# La Grange ZZ Top style lesson



## dolphinstreet (Sep 11, 2006)

Fun to play this kind of boogie woogie groove. Not just ZZ Top and Billy Gibbons doing this kind of thing - Canned Heat, Van Halen and many others have tunes with the same concept.

Hope you find it useful. 

[video=youtube;2a22Gjcxu60]http://www.youtube.com/watch?v=2a22Gjcxu60[/video]


----------



## keto (May 23, 2006)

Is that a new guitar for you, Robert? I don't recognize the headstock.

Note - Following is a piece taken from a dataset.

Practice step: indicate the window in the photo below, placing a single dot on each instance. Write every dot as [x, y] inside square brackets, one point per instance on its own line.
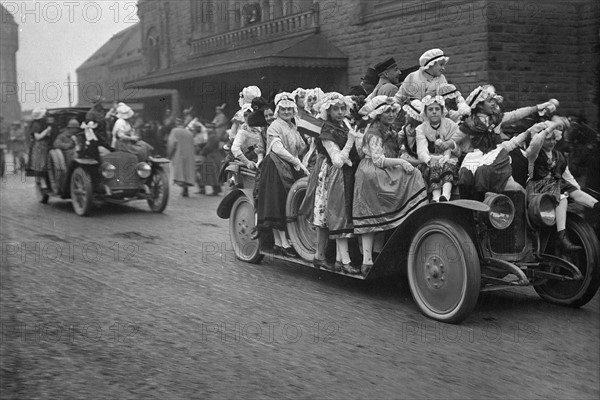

Love the boogie woogie, thanks for this.


----------



## dolphinstreet (Sep 11, 2006)

I've had this Hell Zerodot for quite a while. It's a new brand being launched very soon. I have 2 more, a Hell Bender and a Hell No.2 - see my demos on youtube for more information. They sound great, and they all feature Bare Knuckle pickups.


----------



## blam (Feb 18, 2011)

great tutorial, Robert.

I don't listen to a lot of classic rock but I actually heard La Grange at the gym the other day and wanted to learn that little rhythm. 

Thanks and keep up the great work


----------



## dolphinstreet (Sep 11, 2006)

Thanks blam, glad you liked it.


----------